Chief Executive's Report
Over the 2000/2001 year the Commission launched 47 investigations and finalised 36 reports on accidents and incidents of significance to aviation, rail, and marine transport safety in New Zealand. It promulgated 112 safety recommendations. This work was undertaken by a small group of dedicated staff for a total cost of $1.588 million, 0.1 % over our income of $1.586 million.
The report titles and numbers of safety recommendations listed in this annual report hide the solid grind of thorough research, analysis, and scientific argument behind each investigation, and the numbers certainly do not reflect the complexity of causal factors and the lives lost, or lives at risk if action is not taken to implement recommendations. To better illustrate the circumstances, dangers, and, ultimately, the opportunities for better safety, a few reports and the resulting recommendations finalised in the year are described in more detail in the section "Examples of investigations and their safety recommendations". These reports included investigations into the collision in fog of the passenger ferries Quickcat and Quickcat II on 31 May 2000 in Auckland Harbour, the collision of 2 freight trains at Waipahi on 20 October 1999, and the longstanding deadly problem in aviation: wirestrike, in this case at West Arm, Lake Manapouri on 28 March 2000. The Commission is pleased with the positive responses many of its recommendations have received and hopes that any decisions not to implement its recommendations are backed by appropriate cost-benefit analysis.
An important step promised last year has materialised: the TAIC has introduced a system to record the known status of safety recommendations developed since October 2000. Consistent with its legislation, the TAIC is not responsible for auditing acceptance of its safety recommendations but relies on reports from recipients or the safety authorities to show that the intent of the safety recommendation has been implemented. The system had it origins in a suggestion by a parliamentary Transport Select Committee, and was only possible as a result of the support of the Minister of Transport and the co-operation of the Ministry of Transport and the Safety Authorities. This process will give everyone more confidence that action really been taken, or if it has not been taken, the assurance that there were sound reasons. It will also help the TAIC frame better, and hopefully fewer, recommendations in future. We look forward to being able to comment on the implementation status of our safety recommendations in next year's annual report.
To maximise the safety message, the TAIC website is being redesigned to make it easier to search and retrieve information. Key changes are to include a searchable database of about 500 investigations undertaken by the Commission (and some earlier ones undertaken by the Office of Air Accidents Investigation) and some 1400 related safety recommendations. Data will include the details of the accident/incident investigation launched, the abstract of the report (unless the investigation was terminated without a report), the full text of any safety recommendations, recipient's replies, and implementation status. Back issues of the more popular occurrence reports will also be made available in electronic file format. The data collection and publication project has been a major undertaking, which started in earnest in August 2000. Completion depends on competing demands for our scarce resources, but we aim to have the work published on our website by 30 December 2001.

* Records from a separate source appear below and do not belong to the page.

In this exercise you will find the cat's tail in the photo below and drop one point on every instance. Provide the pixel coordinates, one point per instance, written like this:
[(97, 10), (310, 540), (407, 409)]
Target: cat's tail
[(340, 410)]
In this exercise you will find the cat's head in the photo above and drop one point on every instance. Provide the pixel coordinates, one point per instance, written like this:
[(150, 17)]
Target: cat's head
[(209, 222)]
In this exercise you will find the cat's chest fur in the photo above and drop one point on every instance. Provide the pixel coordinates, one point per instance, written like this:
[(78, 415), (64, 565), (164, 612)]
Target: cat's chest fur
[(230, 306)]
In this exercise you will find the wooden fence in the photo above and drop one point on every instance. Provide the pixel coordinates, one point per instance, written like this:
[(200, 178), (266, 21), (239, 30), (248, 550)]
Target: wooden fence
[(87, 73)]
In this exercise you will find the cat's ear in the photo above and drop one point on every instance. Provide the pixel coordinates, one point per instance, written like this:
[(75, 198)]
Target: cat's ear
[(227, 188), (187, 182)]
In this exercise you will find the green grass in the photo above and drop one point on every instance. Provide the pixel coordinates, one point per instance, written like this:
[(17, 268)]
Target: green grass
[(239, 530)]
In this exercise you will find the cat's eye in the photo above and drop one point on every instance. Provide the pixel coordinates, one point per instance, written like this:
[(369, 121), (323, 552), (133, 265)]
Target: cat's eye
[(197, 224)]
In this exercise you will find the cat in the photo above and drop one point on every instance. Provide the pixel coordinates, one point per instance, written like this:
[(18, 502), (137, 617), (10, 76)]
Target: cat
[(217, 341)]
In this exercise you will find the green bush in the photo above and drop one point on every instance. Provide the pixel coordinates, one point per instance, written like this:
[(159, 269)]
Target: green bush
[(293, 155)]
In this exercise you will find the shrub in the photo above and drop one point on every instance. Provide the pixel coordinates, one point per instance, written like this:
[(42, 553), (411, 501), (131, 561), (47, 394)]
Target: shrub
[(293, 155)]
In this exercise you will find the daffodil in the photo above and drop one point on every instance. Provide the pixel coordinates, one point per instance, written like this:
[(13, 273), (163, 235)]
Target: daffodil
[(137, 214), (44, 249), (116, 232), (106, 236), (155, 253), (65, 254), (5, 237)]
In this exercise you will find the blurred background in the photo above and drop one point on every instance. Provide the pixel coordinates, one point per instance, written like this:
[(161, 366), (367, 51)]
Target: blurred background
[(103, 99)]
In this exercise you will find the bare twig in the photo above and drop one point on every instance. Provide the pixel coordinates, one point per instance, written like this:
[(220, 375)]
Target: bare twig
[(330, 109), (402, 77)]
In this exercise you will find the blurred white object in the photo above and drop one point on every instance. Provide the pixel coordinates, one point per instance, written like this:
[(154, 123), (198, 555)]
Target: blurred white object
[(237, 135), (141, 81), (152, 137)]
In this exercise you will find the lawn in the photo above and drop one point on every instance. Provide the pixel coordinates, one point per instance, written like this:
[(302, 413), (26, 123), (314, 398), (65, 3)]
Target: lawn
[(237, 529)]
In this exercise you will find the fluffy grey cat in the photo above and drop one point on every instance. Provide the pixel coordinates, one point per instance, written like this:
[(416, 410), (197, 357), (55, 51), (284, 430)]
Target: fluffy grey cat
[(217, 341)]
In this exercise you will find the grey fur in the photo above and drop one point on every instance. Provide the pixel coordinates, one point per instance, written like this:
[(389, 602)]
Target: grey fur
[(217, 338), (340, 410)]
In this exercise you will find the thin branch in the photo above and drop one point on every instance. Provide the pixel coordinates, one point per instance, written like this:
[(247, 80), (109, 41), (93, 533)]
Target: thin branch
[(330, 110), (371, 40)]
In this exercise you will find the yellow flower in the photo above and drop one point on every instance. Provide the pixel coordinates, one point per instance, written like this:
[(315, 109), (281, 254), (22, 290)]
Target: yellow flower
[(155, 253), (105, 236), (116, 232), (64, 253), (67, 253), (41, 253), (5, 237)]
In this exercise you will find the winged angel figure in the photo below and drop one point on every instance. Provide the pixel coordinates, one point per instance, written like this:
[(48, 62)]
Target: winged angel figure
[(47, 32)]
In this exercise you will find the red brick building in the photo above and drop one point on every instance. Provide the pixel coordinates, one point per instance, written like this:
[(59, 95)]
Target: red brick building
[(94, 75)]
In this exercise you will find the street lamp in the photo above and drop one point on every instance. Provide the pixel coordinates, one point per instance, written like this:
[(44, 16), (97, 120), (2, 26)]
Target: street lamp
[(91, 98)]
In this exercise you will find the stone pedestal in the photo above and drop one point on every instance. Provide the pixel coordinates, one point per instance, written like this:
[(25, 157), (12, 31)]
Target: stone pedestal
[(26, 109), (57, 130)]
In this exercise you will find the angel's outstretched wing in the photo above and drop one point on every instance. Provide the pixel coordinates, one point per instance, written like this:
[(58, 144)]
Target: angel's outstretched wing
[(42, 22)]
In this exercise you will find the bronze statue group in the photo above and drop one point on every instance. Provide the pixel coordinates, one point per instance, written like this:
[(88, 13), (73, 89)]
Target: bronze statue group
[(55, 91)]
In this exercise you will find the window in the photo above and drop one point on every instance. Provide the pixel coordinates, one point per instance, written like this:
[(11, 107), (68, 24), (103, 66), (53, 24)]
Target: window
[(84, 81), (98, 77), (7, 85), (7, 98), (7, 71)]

Timeliness is important for getting the safety message out to all those who can learn from our reports and who can implement recommendations. While the TAIC has a typically good record for reporting promptly, we did start the year with a significant backlog of rail accident and incident reports. This backlog has now been largely eliminated. Bringing the rail investigation workload under control was only possible when the Government increased our funding in June 1999. The 2 years taken to bring the rail investigation workload under control reflects the length of time taken to recruit an investigator (2 rounds of recruitment were necessary, due to the unattractive starting salary) and train him to the stage where he is now paying dividends for transport safety.

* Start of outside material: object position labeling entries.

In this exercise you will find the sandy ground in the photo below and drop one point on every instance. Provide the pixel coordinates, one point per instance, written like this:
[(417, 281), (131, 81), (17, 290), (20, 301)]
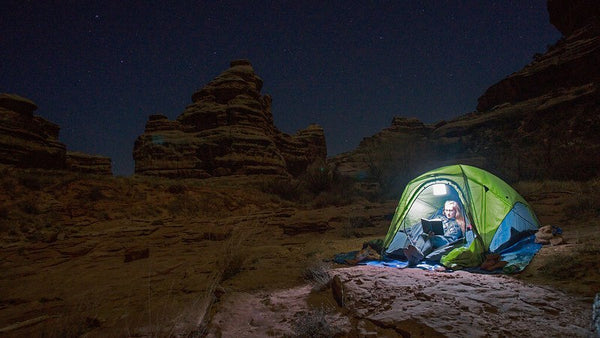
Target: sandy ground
[(238, 269)]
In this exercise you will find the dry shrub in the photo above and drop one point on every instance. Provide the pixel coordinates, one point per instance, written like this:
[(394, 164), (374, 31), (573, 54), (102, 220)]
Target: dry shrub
[(313, 324), (317, 273), (586, 202), (350, 227), (573, 265), (286, 188)]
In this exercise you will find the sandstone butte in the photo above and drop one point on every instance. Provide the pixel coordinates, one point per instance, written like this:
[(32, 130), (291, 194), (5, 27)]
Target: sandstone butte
[(30, 141), (227, 130), (524, 125)]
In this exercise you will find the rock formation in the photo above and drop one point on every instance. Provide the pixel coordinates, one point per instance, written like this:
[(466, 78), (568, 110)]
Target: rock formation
[(89, 164), (541, 122), (227, 130), (29, 141)]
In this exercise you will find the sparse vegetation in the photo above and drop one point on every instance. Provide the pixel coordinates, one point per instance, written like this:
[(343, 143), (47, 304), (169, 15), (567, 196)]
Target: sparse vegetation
[(574, 264), (354, 223), (313, 324)]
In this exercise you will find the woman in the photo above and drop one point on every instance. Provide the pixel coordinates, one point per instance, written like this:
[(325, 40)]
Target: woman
[(454, 225)]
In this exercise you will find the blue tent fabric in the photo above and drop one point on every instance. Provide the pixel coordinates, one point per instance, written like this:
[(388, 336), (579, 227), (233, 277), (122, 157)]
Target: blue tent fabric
[(518, 223), (517, 256)]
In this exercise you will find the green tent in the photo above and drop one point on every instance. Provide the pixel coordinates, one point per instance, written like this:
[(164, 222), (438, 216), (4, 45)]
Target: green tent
[(498, 216)]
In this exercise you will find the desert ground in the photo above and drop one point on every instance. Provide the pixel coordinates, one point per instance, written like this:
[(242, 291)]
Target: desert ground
[(94, 256)]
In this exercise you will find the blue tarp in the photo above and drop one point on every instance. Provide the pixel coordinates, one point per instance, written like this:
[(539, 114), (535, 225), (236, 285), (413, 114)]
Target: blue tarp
[(518, 257)]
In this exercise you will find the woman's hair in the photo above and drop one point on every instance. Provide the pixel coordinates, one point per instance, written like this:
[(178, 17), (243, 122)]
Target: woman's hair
[(460, 219)]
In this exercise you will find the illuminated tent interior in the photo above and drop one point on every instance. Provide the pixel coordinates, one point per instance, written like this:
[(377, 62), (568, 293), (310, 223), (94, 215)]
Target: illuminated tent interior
[(498, 219)]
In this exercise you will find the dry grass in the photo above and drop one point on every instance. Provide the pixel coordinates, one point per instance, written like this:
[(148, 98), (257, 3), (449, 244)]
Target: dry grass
[(313, 324), (317, 274)]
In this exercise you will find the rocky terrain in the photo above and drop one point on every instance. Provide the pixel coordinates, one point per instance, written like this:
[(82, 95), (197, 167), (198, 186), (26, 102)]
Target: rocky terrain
[(229, 227), (100, 256), (30, 141), (227, 130)]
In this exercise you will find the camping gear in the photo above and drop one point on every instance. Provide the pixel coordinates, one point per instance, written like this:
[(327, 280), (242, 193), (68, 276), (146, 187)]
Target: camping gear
[(497, 217)]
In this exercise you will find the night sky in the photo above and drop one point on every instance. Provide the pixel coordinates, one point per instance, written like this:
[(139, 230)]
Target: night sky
[(98, 69)]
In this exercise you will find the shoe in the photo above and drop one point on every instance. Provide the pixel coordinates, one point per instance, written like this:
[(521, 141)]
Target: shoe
[(413, 255)]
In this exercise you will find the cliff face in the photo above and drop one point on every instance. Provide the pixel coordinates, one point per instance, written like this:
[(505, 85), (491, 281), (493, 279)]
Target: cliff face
[(227, 130), (541, 122), (27, 140)]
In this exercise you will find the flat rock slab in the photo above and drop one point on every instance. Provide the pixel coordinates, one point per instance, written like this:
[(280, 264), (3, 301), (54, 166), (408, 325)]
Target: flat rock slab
[(461, 304), (382, 302)]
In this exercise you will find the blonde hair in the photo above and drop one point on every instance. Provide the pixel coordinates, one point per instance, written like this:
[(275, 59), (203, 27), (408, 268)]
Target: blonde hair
[(460, 219)]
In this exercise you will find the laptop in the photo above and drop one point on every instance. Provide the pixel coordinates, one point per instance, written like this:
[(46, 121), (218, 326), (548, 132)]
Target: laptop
[(434, 225)]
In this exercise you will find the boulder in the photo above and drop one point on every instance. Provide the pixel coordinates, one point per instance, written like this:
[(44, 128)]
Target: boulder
[(227, 130)]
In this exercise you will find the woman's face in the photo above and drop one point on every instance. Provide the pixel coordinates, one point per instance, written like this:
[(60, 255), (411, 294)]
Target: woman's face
[(449, 212)]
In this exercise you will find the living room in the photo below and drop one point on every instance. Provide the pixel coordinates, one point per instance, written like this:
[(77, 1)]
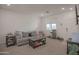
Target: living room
[(37, 19)]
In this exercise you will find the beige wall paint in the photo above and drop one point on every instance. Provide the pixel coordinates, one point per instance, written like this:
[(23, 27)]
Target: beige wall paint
[(65, 20), (11, 22)]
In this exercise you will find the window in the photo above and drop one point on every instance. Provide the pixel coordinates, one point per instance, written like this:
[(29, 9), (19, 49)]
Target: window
[(51, 27)]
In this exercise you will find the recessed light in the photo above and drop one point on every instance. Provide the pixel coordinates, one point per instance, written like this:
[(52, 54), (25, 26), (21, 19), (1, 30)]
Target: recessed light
[(42, 15), (62, 8), (71, 8), (8, 4)]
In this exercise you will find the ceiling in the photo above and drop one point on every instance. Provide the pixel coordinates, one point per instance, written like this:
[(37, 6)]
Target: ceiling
[(35, 8)]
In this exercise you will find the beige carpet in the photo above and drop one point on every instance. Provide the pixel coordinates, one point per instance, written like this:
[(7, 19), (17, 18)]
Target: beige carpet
[(53, 47)]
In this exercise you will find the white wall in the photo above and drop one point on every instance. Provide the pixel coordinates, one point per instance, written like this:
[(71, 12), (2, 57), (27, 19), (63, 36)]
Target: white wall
[(11, 22), (65, 20)]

Looking at the facts of accident investigation and the expertise required to conduct sound investigations, we are alert to a very real future risk to staff retention. The departure of one rail or marine investigator doubles the workload of the remaining investigator, leaving no expert coverage when the remaining investigator is absent for training, ill health, or leave. The situation is slightly better in aviation: we have 3 investigators, so each would have to shoulder a 50% increase in workload. With such small staff numbers and limited resources, succession planning is impossible.
We are pleased that staff turnover has been minimal this year: our receptionist, Lucy Clyde, left to join Archives New Zealand, and we welcome Jane Terry to replace her.
We were devastated when Tom Middleton, an aviation assessor and well-known display flying pilot, died in an aircraft accident in December 2000. We have appointed Pat Scotter to take over that work. Charlie Oxley, rail assessor since 1993, has decided to retire, and in recognition of the heavy workload we have appointed 2 assessors to replace him: Alan McMaster and Bill Jones.
The safety recommendation implementation system and making 10 years' worth of safety lessons available on the internet will be major public achievements for the Commission and complement the work conducted by the staff, Assessors, and Commissioners in investigating the causes and circumstances of individual accidents and incidents. We look forward to continuing this vital work for transport safety for the future.